Friday, 18 September 2009

Faces of 798

If you’ve been reading for a while you might have realised that I’m a bit of a fan of 798, the Beijing gallery area. On my second to last Beijing weekend, I took a meandering trip around the area, searching out the hidden corners which were full of intensely graffitied walls and interesting doors and windows.

These are some of my favourites: the Lichtenstein-esque women remind me of the shock and awe and wonder that not only did I feel as a green expat, but that my Chinese friends expressed at the tumultuous history they’d lived through, their excitement about China’s rapid development, and also the hushed conversations about their secret fears and resentments.

The ginger cat made me think of my own ginger feline, but also, strangely, some of my students and their quietly defiant curiosity.

The last image was hard to capture owing to some vaguely remembered physical obstacle, so we’ll all have to make do with fragments. Why is he shooting? What is he shooting? Hands? Smoke? If they’re hands, why are they coming out of a chimney, or a gun barrel? Why is he looking away?

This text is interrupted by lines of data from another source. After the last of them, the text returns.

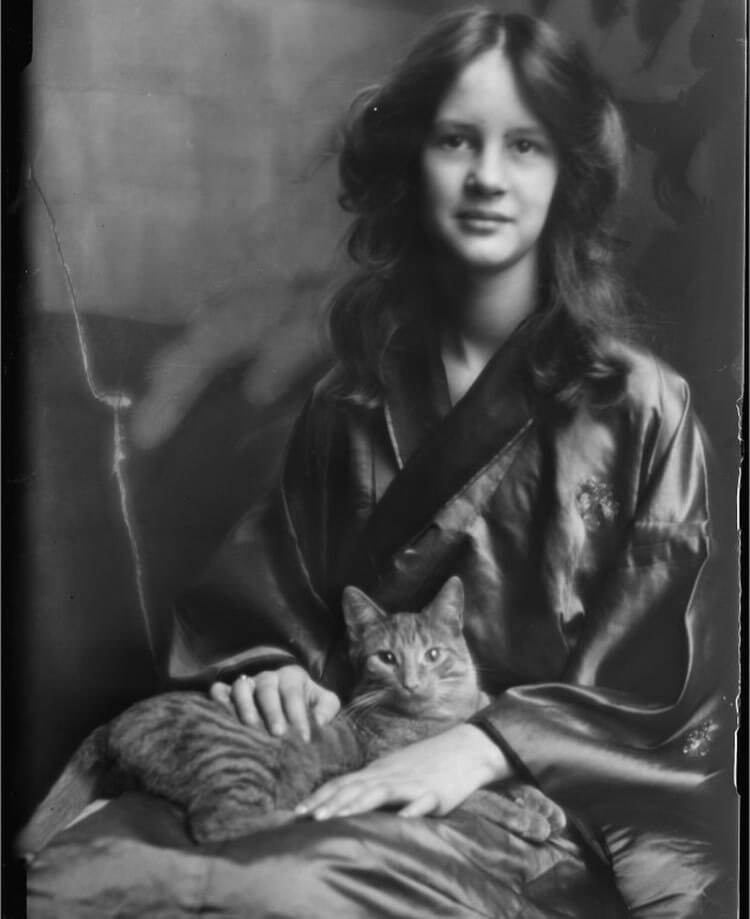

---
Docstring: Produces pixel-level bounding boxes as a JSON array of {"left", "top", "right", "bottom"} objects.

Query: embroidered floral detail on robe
[
  {"left": 576, "top": 477, "right": 620, "bottom": 530},
  {"left": 682, "top": 719, "right": 719, "bottom": 757}
]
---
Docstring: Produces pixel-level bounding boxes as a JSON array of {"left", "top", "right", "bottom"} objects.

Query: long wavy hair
[{"left": 328, "top": 8, "right": 631, "bottom": 408}]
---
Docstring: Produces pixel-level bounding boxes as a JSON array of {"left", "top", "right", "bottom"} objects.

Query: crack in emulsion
[{"left": 32, "top": 170, "right": 158, "bottom": 667}]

Even if the man refuses to acknowledge his deed, the dove is there, watching. Despite being a tiny part of the design, the watching dove seemed to me to be the metaphorical as well as the literal centre of the work. What do you think?

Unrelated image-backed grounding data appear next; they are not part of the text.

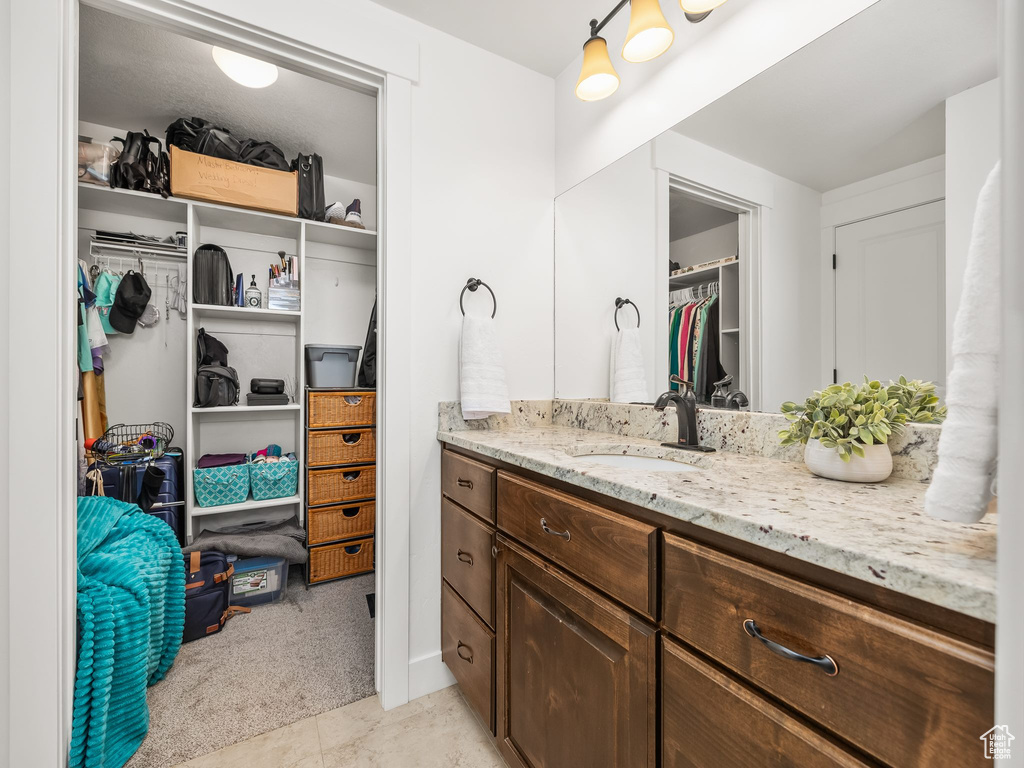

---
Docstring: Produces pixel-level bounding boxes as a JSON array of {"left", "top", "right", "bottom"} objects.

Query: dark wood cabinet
[
  {"left": 495, "top": 537, "right": 656, "bottom": 768},
  {"left": 662, "top": 637, "right": 871, "bottom": 768}
]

  1. Hi this blog is full of art, art has no borders.

    Greetings from creativity and imagination photos of Jose Ramon

  2. The dove is an interesting addition. I wonder if it represents peace in China, as it would here... Peace vs. violence. Maybe that's the theme?

  3. I wondered if the shooter was an athlete, like a professional shooter in a tournament. They often close their other eye to get better aim.

  4. Jose - thanks.

    Janie - I think you're on the something there, and the dove certainly seems to be contrary to what else is going on.

    chrome3d- perhaps a sneaky Olympics reference?

  5. Intersting Graffiti J, nicely captured-I like your new blog design btw:)

  6. 798 looks great. I'm surprised that such a place exists in Beijing because graffiti's generally a subversive artform and at the very least requires thought and discussion (internal or verbal) to interpret. I don't expect these things to be encouraged in China. But what do i know?